A comma splice is what happens when this rule isn’t followed. When a comma is used between the two clauses instead of a semicolon, the sentence ceases to make sense. For example, “I understand Constitutional guarantees, I don’t need to eat my hair.” If you’re unsure, just scatter semicolons through your work with wild abandon. Try it; it’s fun.
4. Literally blew up in my face
While the word ‘literally’ may not come up as much in academic writing as it does conversation, its misuse is so prevalent and ingrained I have to include it in this list. YOU SHOULD NEVER NEED TO USE THE WORD ‘LITERALLY’. Here’s why.

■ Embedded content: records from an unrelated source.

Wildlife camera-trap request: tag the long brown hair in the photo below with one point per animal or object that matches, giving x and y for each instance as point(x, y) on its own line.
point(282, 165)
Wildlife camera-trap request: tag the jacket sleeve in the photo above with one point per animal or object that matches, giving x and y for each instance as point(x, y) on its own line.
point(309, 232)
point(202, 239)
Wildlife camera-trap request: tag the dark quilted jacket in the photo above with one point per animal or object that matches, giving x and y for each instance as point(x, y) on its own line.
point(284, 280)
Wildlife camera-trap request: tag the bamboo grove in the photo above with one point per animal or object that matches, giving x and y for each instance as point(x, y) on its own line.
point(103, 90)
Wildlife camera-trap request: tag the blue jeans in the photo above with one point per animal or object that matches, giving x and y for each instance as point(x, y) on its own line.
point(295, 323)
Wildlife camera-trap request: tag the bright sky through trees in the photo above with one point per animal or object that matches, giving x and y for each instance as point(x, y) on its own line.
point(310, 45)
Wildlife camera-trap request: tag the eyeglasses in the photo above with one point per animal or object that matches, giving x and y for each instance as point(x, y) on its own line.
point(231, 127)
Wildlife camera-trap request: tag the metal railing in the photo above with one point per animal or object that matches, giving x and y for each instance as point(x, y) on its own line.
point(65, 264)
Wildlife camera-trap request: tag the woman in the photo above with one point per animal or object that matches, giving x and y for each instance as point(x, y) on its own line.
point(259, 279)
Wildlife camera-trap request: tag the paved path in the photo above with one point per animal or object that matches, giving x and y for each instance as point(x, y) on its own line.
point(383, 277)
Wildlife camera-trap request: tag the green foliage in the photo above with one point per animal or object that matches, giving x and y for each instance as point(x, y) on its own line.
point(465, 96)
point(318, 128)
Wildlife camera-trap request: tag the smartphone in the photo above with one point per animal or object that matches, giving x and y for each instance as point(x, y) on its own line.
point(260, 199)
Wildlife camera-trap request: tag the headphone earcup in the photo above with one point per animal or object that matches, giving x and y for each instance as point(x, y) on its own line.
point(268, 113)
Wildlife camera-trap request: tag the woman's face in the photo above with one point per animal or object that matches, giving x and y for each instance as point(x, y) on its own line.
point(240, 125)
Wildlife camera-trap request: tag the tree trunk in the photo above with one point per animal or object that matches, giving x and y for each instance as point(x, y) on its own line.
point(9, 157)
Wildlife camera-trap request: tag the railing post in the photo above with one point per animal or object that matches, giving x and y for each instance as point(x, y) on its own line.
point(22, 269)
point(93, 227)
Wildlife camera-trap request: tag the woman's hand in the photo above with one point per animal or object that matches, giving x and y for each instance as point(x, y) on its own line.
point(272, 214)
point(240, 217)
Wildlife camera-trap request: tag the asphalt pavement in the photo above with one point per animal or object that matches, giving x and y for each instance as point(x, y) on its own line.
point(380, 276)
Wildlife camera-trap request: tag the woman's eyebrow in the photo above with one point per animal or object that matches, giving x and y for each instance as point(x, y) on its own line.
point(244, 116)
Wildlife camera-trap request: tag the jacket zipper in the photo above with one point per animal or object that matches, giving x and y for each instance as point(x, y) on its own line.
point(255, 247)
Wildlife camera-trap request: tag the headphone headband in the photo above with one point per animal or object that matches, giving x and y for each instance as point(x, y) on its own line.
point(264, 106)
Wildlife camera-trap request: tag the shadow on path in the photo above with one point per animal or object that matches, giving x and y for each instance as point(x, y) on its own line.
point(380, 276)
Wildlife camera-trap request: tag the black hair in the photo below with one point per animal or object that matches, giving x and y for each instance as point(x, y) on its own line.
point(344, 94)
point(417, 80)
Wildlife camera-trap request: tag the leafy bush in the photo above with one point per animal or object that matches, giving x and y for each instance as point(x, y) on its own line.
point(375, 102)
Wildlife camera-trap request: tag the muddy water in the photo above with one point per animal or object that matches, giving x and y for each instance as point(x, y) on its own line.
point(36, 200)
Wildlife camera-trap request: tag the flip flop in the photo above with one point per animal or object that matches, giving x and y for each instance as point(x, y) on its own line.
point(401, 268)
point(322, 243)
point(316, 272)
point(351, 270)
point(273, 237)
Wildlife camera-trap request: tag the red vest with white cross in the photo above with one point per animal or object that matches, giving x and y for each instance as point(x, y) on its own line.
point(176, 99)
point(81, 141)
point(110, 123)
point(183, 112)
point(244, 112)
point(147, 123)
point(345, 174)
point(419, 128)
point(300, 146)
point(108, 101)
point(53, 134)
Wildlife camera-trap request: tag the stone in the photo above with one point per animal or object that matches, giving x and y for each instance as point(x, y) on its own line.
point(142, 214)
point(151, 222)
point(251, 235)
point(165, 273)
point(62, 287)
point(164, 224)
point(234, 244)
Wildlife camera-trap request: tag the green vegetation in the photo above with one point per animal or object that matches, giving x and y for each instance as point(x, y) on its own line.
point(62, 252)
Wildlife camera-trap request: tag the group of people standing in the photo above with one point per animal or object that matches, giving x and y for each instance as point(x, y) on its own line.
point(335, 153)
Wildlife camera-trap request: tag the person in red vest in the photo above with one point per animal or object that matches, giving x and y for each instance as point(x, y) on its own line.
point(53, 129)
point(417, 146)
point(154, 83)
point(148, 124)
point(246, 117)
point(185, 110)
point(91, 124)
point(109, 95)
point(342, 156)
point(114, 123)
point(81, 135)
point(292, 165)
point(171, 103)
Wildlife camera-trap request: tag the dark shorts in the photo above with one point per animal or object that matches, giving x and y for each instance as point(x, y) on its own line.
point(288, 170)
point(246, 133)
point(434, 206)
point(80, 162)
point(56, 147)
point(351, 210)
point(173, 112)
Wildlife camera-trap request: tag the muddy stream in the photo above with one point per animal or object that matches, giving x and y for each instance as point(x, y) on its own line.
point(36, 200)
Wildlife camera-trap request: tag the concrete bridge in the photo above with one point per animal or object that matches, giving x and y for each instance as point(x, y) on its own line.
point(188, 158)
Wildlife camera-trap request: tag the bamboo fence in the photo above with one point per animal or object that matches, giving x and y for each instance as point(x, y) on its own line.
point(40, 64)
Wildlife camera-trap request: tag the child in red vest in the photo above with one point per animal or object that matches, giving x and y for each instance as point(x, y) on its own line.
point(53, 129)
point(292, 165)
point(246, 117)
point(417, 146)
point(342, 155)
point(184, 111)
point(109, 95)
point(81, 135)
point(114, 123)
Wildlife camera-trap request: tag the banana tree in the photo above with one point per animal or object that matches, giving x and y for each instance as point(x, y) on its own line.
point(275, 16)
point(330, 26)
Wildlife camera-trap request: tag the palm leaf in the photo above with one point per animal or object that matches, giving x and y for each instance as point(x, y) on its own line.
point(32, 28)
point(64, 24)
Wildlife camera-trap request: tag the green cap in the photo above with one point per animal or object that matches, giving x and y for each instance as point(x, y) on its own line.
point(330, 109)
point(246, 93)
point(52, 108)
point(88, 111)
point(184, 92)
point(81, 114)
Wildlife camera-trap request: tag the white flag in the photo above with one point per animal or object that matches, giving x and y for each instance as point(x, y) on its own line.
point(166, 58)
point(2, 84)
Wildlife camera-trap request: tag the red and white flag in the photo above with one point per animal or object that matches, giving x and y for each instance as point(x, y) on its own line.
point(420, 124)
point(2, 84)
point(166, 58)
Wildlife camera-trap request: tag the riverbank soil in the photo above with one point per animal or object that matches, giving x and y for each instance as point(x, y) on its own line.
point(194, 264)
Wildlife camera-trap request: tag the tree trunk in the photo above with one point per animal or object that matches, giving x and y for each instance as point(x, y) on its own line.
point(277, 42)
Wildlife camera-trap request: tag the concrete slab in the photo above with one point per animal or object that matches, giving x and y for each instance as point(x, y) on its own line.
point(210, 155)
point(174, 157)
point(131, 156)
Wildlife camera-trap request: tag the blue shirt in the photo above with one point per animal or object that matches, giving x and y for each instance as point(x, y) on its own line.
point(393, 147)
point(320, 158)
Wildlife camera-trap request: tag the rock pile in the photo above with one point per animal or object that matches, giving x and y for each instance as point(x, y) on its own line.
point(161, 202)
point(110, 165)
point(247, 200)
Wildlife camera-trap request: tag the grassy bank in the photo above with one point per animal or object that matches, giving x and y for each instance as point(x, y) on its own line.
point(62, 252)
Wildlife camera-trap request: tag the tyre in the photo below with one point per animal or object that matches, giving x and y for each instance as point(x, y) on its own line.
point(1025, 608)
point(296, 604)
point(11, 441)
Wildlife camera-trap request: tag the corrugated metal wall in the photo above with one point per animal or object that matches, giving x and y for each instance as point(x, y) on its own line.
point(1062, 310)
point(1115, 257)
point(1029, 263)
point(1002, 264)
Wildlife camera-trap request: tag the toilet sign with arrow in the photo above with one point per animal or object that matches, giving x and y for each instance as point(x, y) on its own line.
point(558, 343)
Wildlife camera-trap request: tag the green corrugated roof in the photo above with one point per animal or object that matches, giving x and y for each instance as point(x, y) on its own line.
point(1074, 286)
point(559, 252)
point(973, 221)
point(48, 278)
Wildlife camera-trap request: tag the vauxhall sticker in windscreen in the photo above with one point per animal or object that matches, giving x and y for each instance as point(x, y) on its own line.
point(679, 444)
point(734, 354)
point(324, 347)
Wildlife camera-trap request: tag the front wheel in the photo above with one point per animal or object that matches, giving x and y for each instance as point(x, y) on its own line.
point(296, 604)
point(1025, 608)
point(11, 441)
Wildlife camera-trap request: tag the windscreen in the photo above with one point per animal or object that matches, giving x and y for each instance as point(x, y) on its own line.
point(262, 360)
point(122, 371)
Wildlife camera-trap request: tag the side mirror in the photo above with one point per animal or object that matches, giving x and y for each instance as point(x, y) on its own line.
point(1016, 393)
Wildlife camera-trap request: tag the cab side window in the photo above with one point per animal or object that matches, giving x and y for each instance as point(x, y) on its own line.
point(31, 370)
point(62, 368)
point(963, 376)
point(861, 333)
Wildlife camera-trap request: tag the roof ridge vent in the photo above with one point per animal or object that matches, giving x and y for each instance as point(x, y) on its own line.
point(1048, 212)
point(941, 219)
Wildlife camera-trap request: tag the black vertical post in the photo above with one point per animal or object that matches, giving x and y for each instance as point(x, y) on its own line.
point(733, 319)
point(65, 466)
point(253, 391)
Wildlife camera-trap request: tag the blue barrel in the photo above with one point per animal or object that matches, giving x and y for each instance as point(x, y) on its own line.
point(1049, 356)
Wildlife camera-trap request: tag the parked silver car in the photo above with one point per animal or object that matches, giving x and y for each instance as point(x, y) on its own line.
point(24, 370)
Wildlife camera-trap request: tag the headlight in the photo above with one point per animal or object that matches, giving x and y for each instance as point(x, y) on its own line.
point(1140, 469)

‘Literally’ means actually; to describe something as ‘literal’ is to say it is actually happening. In cases where you’re telling the truth, like saying, “I am literally sitting at my computer right now, writing an article for Survive Law,” the word literal is unnecessary. It is actually happening. There is no need to reinforce what you’ve just said.
In cases where you’re not telling the absolute truth, like saying, “I literally laughed my head off,” you’re implying that you laughed so hard your head is now on the ground somewhere. Chances are you’re exaggerating; you just found something particularly funny. It didn’t actually happen; don’t say it did!
It may seem pedantic, but knowing the quirks of English grammar will help you with your essays and will serve you well when you eventually practice.